‘The terrible downward spiral of our nation’s moral standards’

‘The terrible downward spiral of our nation’s moral standards’ August 6, 2012

Christian Piatt quotes from another of the recent statements purportedly from Billy Graham, a fundraising letter that included this paragraph:

Some years ago, my wife, Ruth, was reading the draft of a book I was writing. When she finished a section describing the terrible downward spiral of our nation’s moral standards and the idolatry of worshiping false gods such as technology and sex, she startled me by exclaiming, “If God doesn’t punish America, He’ll have to apologize to Sodom and Gomorrah.”

Piatt notes that the evidence for this “terrible downward spiral of our nation’s moral standards” is quite selective, considering, to pick just one of many examples:

A couple of generations ago, African-Americans and other people of color were oppressed, segregated and violence against them was largely tolerated, if not sanctioned.

The illusion of a “terrible downward spiral of our nation’s moral standards” isn’t easy to sustain unless one is so immensely privileged as not to have benefited from (or participated in the struggle for) the vast improvements in civil rights and material well-being that have come just in my own lifetime.

I think what ventriloquist Franklin Graham is saying there about a downward spiral reflects the anxiety that Dave Policar described here the other day in an insightful response to the Fred Phelps post below:

Increasingly, saying hateful things about queers is becoming socially unacceptable, which is removing our ability to say such things with impunity.

Those of us who want fewer hateful things to be said about queers correctly recognize this as an increase in options that we value. Those who want more hateful things to be said about queers correctly recognize this as the loss of options that they value.

… They want to say (and do) hateful things about (and to) me and people like me, and they want to do so with impunity and social support. Increasingly, their ability to do that is being constrained, and they resent it. Again, that isn’t a constitutional issue, and those who claim it is are mistaken/confused/lying, but there really is a loss of privileges there. They’re not wrong about that.

Whether they are privileges that any decent human being would want to have, is admittedly a whole different issue.

That helps to clarify, I think, why the pampered and privileged spend so much time fretting about their supposedly endangered rights. Their rights are secure, but their privilege is being constrained — or at least they’re losing the aspect of that privilege that has heretofore allowed them to mistreat others who have not enjoyed the same rights.

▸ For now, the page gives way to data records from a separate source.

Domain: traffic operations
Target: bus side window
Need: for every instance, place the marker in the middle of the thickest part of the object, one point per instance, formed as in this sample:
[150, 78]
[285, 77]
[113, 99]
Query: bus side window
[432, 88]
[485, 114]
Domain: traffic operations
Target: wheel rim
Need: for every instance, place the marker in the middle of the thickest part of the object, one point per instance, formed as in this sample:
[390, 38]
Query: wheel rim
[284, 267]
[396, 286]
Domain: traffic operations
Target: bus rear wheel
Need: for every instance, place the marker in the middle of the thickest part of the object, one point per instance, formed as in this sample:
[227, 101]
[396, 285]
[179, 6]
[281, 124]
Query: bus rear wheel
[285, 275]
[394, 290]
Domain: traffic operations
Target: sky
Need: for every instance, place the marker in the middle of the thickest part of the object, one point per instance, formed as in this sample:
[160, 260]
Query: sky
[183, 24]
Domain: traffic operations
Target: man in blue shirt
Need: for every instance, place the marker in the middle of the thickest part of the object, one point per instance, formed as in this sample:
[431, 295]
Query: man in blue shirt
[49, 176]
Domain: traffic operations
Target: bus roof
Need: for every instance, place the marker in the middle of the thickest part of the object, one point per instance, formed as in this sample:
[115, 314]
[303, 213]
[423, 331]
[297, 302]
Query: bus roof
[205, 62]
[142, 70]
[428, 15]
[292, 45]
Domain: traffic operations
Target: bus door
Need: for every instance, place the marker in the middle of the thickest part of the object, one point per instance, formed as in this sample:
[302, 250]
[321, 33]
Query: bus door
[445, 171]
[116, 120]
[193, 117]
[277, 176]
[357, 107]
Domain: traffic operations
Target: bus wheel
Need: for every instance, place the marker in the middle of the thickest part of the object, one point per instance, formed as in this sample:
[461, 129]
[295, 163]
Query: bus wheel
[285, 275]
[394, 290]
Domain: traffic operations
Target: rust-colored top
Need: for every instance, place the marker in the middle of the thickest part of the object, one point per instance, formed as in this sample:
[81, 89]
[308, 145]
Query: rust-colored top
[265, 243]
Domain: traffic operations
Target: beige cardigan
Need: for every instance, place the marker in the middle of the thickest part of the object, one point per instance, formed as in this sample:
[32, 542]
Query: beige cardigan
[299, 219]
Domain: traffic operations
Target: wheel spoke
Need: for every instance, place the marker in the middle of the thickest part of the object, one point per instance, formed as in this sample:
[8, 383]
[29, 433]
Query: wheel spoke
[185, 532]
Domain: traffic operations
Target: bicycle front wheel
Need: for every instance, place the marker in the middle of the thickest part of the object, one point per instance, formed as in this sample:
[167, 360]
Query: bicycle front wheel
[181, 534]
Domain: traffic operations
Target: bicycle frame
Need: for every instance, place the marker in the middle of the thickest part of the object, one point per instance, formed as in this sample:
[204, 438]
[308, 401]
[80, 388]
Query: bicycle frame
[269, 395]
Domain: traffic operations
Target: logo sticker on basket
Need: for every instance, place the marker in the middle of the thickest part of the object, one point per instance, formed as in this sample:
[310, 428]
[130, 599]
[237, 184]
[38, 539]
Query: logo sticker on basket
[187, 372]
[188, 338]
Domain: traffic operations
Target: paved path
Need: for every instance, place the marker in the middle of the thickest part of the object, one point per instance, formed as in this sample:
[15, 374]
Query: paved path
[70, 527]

That helps me understand how it is that someone could look at the immense moral progress of the last half a century and see instead a “terrible downward spiral.”

I’d have understood that sooner if they’d have just been clearer and had explicitly said what it is they’re really upset about — all these uppity women, black folks, gays and infidels walking around as though they were equal citizens.

But then, they can no longer blithely assume social support for such views — and therefore can no longer just openly say such things explicitly. And that — the inability to talk like that with impunity — is a big part of what they mean by a downward spiral.